InTeX: Interactive Text-to-texture Synthesis via Unified Depth-aware Inpainting
Jiaxiang Tang, Ruijie Lu, Xiaokang Chen, Xiang Wen, Gang Zeng, Ziwei Liu
TL;DR
InteX tackles the challenge of 3D texture synthesis guided by text by introducing a unified depth-aware inpainting prior integrated with an iterative multi-view synthesis pipeline and an interactive GUI. The core idea is to train a diffusion-based inpainting model that jointly leverages depth information to produce depth-consistent textures on 3D surfaces, significantly reducing 3D inconsistencies and speeding up generation to about 30 seconds per instance. Key contributions include (i) a ControlNet-augmented six-channel prior trained on 3D datasets, (ii) a streamlined iterative text-to-texture pipeline with rendering, inpainting, and updating steps, and (iii) a GUI that enables region-specific erasing and repainting with prompt editing.
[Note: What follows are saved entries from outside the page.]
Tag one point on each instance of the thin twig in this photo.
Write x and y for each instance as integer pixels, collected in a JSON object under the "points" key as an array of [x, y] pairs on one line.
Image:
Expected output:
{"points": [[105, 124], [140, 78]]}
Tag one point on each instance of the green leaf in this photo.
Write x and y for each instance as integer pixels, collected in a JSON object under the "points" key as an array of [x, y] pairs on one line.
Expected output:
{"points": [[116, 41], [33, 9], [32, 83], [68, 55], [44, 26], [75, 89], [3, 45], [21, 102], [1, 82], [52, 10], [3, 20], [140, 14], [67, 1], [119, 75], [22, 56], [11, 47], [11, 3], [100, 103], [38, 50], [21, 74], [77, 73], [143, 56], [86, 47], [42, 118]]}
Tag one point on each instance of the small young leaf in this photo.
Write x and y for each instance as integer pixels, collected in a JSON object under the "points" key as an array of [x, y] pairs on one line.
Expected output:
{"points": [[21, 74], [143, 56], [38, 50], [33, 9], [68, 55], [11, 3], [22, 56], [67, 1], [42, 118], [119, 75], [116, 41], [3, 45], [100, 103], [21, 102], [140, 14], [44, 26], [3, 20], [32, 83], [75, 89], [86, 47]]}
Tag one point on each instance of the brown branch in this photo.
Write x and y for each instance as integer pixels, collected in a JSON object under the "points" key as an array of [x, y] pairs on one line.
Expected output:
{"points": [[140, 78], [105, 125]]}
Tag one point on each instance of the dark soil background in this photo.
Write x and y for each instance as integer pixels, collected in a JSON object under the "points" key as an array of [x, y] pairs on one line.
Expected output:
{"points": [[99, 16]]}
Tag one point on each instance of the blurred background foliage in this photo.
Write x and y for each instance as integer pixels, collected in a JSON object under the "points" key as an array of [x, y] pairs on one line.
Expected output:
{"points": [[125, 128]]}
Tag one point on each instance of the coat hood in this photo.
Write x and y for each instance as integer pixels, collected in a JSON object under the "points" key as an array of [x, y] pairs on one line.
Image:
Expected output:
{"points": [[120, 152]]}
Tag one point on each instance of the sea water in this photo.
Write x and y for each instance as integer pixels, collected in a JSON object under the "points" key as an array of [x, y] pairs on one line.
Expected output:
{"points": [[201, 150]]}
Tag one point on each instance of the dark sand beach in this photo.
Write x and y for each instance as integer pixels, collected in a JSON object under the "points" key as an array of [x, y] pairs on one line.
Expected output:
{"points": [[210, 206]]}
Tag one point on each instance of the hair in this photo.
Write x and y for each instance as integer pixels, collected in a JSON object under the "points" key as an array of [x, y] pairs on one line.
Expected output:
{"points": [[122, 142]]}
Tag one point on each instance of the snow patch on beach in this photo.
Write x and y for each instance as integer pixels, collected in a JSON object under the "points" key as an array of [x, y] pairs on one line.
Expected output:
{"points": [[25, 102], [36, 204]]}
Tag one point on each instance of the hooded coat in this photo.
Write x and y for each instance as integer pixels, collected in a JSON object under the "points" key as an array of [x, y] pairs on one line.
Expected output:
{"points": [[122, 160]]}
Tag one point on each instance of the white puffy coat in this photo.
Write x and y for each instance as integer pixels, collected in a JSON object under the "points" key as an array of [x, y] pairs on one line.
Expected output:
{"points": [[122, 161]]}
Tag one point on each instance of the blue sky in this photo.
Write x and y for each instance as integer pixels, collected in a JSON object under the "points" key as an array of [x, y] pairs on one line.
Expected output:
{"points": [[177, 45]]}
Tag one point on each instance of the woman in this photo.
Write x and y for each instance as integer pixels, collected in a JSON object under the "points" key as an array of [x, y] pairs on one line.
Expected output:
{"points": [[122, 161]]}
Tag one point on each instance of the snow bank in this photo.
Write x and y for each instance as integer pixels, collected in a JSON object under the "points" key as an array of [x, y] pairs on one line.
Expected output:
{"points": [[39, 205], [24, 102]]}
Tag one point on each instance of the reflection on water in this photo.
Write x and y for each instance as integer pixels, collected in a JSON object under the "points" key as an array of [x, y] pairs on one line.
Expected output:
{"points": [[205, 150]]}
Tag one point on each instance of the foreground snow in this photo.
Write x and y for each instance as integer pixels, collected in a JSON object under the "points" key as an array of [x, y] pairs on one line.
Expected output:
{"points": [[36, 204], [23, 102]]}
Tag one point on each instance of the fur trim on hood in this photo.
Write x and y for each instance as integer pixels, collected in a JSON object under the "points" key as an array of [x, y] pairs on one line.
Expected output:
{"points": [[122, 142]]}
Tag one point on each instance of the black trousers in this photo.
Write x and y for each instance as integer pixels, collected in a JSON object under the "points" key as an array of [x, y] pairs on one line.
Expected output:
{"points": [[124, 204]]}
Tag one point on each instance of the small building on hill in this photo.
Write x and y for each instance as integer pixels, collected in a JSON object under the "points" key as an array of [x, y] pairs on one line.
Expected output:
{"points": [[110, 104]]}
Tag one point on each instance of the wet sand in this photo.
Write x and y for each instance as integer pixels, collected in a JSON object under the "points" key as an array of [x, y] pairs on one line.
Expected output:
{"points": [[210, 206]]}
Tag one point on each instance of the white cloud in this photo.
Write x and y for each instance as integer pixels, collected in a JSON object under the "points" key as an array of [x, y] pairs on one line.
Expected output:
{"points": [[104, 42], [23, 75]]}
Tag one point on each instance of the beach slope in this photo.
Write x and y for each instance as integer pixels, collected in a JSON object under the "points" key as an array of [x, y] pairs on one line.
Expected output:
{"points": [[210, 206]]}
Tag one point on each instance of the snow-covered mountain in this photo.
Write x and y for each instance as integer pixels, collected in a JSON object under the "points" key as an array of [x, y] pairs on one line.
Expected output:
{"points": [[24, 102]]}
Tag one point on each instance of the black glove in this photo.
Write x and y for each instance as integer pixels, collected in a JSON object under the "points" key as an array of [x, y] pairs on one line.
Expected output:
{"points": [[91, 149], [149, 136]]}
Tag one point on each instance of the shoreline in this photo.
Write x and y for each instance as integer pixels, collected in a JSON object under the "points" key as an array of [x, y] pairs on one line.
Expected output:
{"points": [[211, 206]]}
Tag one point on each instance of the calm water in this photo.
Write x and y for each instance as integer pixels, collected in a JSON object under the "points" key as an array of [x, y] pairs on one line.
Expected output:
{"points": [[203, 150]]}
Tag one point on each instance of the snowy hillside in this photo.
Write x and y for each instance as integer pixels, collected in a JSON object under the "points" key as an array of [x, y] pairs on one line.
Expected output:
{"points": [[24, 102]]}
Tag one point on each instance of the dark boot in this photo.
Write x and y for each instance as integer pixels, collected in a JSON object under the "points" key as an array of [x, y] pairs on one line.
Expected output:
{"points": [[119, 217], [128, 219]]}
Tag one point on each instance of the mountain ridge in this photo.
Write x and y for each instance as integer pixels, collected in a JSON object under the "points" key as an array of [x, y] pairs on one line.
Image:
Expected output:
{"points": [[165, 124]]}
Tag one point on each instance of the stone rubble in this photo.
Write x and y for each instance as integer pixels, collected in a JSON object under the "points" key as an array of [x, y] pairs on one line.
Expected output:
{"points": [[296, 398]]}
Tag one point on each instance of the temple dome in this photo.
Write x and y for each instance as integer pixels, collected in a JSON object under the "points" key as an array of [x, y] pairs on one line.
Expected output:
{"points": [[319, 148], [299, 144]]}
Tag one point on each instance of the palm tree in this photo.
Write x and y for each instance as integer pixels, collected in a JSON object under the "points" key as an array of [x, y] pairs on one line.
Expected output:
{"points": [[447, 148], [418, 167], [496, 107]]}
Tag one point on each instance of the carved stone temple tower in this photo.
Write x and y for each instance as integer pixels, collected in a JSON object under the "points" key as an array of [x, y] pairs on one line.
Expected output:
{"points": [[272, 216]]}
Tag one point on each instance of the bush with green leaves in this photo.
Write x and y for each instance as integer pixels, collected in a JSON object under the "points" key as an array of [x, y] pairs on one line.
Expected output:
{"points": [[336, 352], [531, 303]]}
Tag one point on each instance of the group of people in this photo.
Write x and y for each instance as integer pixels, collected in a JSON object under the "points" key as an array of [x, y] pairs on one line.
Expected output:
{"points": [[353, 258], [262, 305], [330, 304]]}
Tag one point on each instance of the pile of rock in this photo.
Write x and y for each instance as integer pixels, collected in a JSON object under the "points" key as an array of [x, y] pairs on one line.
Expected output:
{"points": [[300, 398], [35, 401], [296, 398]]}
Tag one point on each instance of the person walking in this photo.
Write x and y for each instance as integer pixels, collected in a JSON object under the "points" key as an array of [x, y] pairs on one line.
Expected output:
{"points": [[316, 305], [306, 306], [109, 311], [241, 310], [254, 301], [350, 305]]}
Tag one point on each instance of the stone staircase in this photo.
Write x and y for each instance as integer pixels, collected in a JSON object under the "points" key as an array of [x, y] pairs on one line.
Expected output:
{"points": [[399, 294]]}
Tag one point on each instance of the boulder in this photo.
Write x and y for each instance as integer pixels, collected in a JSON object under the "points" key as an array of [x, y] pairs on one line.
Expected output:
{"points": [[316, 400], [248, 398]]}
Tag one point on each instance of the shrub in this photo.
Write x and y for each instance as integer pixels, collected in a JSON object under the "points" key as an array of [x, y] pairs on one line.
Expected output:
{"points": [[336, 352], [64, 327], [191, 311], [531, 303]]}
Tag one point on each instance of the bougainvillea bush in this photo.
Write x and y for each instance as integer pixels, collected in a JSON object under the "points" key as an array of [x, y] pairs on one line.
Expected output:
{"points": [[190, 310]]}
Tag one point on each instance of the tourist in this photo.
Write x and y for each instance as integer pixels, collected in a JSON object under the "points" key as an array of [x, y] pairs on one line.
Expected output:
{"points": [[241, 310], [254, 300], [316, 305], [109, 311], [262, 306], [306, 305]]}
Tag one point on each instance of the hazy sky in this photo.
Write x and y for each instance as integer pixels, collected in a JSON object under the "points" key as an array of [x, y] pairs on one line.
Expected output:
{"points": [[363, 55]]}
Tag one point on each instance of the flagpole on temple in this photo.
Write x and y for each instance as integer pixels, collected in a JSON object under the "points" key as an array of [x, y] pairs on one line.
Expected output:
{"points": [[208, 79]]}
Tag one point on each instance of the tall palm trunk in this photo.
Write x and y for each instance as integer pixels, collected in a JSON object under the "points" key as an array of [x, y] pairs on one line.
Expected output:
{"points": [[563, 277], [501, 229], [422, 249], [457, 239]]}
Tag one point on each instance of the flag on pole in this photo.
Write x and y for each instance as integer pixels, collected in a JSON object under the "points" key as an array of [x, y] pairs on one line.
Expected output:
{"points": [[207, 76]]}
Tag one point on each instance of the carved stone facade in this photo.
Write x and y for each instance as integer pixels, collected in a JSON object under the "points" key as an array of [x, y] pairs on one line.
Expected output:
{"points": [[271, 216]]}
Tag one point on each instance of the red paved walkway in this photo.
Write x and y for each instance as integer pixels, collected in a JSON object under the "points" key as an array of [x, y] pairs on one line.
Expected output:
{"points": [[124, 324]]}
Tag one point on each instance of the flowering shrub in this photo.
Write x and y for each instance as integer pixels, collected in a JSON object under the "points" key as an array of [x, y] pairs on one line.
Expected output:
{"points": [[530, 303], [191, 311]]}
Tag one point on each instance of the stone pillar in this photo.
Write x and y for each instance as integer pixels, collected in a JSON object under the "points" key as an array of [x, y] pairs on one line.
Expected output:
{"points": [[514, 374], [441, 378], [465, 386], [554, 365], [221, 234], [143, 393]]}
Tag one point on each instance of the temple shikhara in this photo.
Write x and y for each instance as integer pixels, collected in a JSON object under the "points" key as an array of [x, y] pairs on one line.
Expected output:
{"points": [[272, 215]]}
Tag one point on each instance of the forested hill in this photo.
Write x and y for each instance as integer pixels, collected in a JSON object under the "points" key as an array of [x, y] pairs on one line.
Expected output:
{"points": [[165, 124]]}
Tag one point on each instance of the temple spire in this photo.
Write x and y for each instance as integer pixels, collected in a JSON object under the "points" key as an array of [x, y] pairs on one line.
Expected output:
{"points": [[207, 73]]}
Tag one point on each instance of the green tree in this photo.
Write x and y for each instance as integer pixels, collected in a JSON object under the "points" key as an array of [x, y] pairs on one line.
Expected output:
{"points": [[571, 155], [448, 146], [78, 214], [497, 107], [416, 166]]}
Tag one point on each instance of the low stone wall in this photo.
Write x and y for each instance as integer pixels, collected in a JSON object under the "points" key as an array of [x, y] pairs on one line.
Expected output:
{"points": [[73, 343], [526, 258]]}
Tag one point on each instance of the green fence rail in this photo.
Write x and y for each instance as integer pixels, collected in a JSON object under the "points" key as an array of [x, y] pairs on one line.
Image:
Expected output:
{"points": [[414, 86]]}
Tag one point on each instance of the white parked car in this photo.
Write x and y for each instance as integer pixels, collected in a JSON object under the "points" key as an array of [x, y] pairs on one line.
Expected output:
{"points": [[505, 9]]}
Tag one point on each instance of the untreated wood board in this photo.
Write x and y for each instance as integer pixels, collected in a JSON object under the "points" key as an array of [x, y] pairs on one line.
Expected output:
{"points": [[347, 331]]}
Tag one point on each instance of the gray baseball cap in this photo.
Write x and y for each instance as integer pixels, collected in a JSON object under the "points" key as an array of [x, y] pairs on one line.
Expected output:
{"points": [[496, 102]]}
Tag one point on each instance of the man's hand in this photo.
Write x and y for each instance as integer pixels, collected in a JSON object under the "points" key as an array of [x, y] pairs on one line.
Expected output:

The results demonstrate improved texture quality, stronger 3D coherence, and practical efficiency, enabling flexible, user-guided 3D texture creation across various SD checkpoints and prompts.
Abstract
Text-to-texture synthesis has become a new frontier in 3D content creation thanks to the recent advances in text-to-image models. Existing methods primarily adopt a combination of pretrained depth-aware diffusion and inpainting models, yet they exhibit shortcomings such as 3D inconsistency and limited controllability. To address these challenges, we introduce InteX, a novel framework for interactive text-to-texture synthesis. 1) InteX includes a user-friendly interface that facilitates interaction and control throughout the synthesis process, enabling region-specific repainting and precise texture editing. 2) Additionally, we develop a unified depth-aware inpainting model that integrates depth information with inpainting cues, effectively mitigating 3D inconsistencies and improving generation speed. Through extensive experiments, our framework has proven to be both practical and effective in text-to-texture synthesis, paving the way for high-quality 3D content creation.